An OPC shall be treated as a private company for all practical purposes except that it enjoys few exemptions under the Act. Few of them are given here 

  1. Section 2(40) - OPC need not include Cash Flow statement in its Financial Statements
  2. Proviso to section 92(1) - In case a CS does not exist in the company, Annual returns could be signed by the director himself
  3. Section 96(1) - No need to hold AGM.
  4. Provisions related to AGM, EGM, Notice, procedures to conduct general meetings not applicable to OPC
  5. The Financial Statements of an OPC shall be signed by only one director irrespective of the number of directors. [ section 134(1) ]
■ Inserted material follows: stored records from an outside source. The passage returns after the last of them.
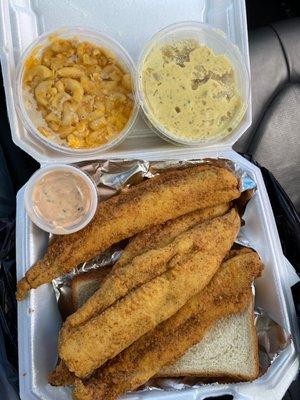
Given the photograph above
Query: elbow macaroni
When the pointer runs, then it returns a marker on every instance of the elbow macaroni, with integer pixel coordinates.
(82, 92)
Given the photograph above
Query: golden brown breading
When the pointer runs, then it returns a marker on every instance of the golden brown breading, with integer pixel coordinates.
(61, 376)
(163, 234)
(90, 345)
(167, 196)
(228, 292)
(146, 260)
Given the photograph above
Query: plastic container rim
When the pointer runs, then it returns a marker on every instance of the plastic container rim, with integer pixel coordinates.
(219, 36)
(60, 167)
(96, 37)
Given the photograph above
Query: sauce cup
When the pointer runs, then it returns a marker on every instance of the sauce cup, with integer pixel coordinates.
(60, 199)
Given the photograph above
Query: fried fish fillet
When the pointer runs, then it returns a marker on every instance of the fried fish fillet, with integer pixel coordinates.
(228, 292)
(90, 345)
(152, 202)
(143, 259)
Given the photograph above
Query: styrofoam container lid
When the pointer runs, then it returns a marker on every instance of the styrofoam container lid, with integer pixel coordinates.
(103, 41)
(220, 45)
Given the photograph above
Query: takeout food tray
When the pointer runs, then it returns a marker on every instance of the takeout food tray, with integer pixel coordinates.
(21, 22)
(38, 315)
(39, 319)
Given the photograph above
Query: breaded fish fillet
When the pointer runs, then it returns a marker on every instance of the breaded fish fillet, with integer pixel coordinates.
(228, 292)
(90, 345)
(163, 234)
(145, 260)
(152, 202)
  6. The directors shall be appointed as per the provisions laid down in the Articles of the OPC. If there are no provision relating to First director in the AOA, then the individual member of the OPC shall be deemed to be First director
  7. An OPC (if and only if having more than 1 director) must conduct at least 1 board meeting in each half of a calendar year with a gap of at least 90 days between 2 BMs.
  8. If OPC is has only 1 director, the provisions of section 173 (Meetings of board) and section 174 (Quorum for meetings of board) will not apply. [section 173(5)]
  9. Resolutions in a one-director OPC becomes affective as soon as it is entered in a minute book and signed by the one and only director himself.